Suriye’nin kuzeyindeki terör yuvalarına yönelik tüm operasyonlara karşı çıktı.
Mavi Vatan mücadelesini saldırgan ve yayılmacı buldu.
Kuzey Kıbrıs’ta teslimiyetçi Mustafa Akıncı’yı tuttu.
Karabağ’a Mehmetçik desteğine itiraz etti.
Milli silahların geliştirilmesini, üretilmesini sabote etmeye çalıştı.
Sınırın ötesindeki terörle mücadele harekâtları için gereken tezkereyi reddetti. HDP’nin kapatılmasına karşı çıkarak sık sık açılım vaadinde bulundu.
FETÖ hükümlüsü ve zanlısı KHK’lıları devlete geri alma sözü verdi.
Anayasa’yı ve Cumhurbaşkanı’nı gayrı meşru göstererek ABD’nin kaos planlarına hizmet etti.

 AMERİKANCI İKLİMİN MERKEZİ CHP

Ak Parti ise bu süreçte büyük oranda doğru mevzideydi.
Velhasıl, Ayşenur Aslan’ın ağzından dökülen Türk Mukavemet Teşkilatı ile ilgili düşmanca sözler, CHP’nin strateji ve siyasetlerinin bir yansıması. Millî dava karşıtlığının odak noktası CHP olmuşken, Amerikancı iklim oradan yayılırken işin kolayına kaçmak hem ucuzculuk hem de ikiyüzlülüktür. Ayrıca bu ucuzculuğun hala niçin yapıldığı ciddi bir soru işaretidir.

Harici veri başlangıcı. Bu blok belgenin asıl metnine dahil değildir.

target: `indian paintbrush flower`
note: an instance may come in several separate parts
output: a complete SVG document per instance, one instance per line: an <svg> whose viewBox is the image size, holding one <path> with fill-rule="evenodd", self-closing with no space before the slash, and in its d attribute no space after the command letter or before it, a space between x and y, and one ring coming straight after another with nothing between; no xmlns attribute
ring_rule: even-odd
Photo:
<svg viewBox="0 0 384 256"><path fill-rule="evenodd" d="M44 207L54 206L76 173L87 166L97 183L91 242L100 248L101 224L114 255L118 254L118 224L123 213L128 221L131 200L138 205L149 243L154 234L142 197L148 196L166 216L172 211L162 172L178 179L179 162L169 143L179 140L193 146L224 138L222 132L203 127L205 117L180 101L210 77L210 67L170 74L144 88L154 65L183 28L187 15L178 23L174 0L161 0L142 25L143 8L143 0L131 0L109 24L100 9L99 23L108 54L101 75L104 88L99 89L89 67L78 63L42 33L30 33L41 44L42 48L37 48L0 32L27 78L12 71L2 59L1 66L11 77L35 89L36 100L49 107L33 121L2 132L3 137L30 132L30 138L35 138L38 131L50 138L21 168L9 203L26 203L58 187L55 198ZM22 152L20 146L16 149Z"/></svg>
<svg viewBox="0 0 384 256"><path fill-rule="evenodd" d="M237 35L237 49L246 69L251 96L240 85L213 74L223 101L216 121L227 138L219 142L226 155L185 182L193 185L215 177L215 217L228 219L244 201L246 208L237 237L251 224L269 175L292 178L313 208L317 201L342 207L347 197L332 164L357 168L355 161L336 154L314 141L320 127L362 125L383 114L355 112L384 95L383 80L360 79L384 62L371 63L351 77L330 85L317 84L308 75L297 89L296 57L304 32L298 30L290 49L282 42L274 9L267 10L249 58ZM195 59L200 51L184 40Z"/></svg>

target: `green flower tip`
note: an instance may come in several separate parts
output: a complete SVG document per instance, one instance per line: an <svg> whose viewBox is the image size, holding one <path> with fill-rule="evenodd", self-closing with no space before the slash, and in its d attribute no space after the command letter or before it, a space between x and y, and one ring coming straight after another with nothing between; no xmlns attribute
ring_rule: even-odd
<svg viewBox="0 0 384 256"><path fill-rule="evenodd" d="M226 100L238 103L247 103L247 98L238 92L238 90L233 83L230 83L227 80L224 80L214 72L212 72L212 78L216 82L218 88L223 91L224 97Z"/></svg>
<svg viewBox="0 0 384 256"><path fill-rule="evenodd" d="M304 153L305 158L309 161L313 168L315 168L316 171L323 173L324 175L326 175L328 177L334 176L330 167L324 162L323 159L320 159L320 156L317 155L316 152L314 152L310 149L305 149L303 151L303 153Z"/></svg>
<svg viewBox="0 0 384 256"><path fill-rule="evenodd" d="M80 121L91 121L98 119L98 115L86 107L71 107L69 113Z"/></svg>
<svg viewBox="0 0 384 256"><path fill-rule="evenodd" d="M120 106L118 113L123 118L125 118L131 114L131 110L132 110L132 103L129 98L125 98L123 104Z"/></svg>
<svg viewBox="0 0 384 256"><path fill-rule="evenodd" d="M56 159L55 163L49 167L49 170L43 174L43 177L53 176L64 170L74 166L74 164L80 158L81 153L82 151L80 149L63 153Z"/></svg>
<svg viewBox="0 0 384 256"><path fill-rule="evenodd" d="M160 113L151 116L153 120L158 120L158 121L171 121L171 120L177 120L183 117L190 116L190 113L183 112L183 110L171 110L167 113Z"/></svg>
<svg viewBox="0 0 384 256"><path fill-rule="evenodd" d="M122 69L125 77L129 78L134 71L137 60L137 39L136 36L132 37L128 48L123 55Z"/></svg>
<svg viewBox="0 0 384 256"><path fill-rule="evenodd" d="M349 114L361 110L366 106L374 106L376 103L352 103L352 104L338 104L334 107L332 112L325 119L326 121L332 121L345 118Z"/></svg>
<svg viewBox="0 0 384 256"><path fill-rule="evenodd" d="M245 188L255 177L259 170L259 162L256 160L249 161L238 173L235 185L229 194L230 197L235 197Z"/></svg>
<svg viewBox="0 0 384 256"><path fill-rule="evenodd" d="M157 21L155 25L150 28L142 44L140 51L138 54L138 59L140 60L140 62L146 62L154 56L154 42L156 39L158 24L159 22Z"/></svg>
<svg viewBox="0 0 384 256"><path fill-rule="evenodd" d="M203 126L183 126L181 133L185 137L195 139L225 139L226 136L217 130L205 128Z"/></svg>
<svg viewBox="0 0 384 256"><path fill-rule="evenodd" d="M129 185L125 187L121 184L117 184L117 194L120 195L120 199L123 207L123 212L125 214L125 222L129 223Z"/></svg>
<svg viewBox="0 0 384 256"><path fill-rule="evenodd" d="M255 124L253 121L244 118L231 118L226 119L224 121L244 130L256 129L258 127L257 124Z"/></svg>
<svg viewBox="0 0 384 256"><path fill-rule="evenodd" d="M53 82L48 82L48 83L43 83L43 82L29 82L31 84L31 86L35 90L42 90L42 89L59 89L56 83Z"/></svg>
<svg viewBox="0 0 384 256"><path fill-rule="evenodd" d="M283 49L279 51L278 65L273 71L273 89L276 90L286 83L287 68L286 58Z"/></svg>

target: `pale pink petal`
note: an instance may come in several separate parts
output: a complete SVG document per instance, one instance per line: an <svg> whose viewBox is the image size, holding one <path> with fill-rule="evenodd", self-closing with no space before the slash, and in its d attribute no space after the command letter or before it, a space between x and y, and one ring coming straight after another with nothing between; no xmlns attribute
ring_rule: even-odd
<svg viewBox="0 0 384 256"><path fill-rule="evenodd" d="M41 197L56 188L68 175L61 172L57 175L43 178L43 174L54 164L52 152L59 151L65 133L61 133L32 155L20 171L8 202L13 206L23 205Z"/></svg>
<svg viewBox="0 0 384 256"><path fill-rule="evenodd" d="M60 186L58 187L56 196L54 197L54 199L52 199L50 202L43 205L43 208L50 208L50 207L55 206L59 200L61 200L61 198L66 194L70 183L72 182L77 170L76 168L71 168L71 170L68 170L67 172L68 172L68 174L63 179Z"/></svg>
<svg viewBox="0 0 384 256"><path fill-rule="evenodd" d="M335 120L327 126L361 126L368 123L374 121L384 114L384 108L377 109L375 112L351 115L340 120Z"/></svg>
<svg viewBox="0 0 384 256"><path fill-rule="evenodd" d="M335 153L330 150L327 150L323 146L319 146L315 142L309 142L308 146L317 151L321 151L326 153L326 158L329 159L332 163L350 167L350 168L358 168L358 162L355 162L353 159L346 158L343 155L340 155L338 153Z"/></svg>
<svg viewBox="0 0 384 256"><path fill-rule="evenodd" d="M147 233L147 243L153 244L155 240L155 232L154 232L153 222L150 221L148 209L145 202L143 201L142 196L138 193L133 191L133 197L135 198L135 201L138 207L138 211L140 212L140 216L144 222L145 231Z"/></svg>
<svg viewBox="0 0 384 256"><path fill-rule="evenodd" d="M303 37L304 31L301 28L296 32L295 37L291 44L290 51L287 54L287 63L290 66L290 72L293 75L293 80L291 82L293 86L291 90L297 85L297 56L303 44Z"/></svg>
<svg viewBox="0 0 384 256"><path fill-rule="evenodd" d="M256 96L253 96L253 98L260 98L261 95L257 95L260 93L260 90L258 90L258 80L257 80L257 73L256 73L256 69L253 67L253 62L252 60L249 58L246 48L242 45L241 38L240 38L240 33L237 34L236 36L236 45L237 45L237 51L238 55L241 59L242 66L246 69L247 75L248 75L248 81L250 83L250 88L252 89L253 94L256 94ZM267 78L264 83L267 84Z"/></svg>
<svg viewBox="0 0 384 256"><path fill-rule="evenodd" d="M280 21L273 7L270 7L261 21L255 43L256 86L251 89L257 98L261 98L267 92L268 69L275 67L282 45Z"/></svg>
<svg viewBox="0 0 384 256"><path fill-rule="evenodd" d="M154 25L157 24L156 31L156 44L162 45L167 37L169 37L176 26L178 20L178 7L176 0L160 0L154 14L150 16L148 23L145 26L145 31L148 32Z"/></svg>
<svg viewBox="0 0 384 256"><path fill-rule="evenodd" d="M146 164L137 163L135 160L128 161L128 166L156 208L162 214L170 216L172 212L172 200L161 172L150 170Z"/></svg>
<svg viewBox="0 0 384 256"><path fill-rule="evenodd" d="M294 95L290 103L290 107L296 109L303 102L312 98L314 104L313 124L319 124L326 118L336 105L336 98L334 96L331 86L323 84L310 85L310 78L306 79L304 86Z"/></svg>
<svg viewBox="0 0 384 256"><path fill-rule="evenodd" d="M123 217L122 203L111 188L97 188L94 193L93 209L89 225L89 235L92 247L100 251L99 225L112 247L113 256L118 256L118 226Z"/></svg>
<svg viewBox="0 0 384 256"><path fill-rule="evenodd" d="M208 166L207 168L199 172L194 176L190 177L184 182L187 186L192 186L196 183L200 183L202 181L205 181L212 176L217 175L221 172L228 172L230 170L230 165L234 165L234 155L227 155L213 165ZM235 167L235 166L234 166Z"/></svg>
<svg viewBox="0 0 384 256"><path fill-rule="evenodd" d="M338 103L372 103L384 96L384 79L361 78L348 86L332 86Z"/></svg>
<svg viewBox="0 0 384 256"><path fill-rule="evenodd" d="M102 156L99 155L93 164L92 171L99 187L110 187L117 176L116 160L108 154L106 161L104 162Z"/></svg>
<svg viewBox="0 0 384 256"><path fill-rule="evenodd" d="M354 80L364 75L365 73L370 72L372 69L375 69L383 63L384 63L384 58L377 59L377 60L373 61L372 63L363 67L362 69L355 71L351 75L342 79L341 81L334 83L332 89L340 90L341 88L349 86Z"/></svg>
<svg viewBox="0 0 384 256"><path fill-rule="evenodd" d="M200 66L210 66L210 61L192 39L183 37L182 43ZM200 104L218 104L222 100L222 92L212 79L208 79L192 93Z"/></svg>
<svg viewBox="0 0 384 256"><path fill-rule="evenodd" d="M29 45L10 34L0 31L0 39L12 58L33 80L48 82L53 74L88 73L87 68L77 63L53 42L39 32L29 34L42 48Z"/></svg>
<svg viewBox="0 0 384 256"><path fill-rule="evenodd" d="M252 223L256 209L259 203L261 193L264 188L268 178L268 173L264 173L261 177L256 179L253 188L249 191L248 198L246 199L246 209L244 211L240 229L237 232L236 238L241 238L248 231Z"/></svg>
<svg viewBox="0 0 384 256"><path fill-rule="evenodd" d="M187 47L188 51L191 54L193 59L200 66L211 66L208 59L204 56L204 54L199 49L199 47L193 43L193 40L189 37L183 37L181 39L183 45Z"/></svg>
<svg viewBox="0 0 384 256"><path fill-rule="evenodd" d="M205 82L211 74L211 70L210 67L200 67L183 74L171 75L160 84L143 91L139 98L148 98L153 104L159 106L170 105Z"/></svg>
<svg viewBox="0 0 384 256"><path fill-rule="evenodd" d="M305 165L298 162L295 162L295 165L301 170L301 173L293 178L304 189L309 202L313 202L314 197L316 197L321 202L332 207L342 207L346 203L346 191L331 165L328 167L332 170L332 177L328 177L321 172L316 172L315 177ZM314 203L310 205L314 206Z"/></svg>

Atatürkçülük, vatanseverlik açısından asıl mesele ucuz siyasetlerden kurtulup cesurca bu gerçeğin etrafında saf tutmaktır. Yüreği yeten bunu yapsın.
Aydınlıkçılar, en başından beri rüzgarlara aldırış etmeden, halkı aldatmadan hakikati bildiriyor. Hesapsız kitapsız gözü kara vatanseverliği örgütlüyor.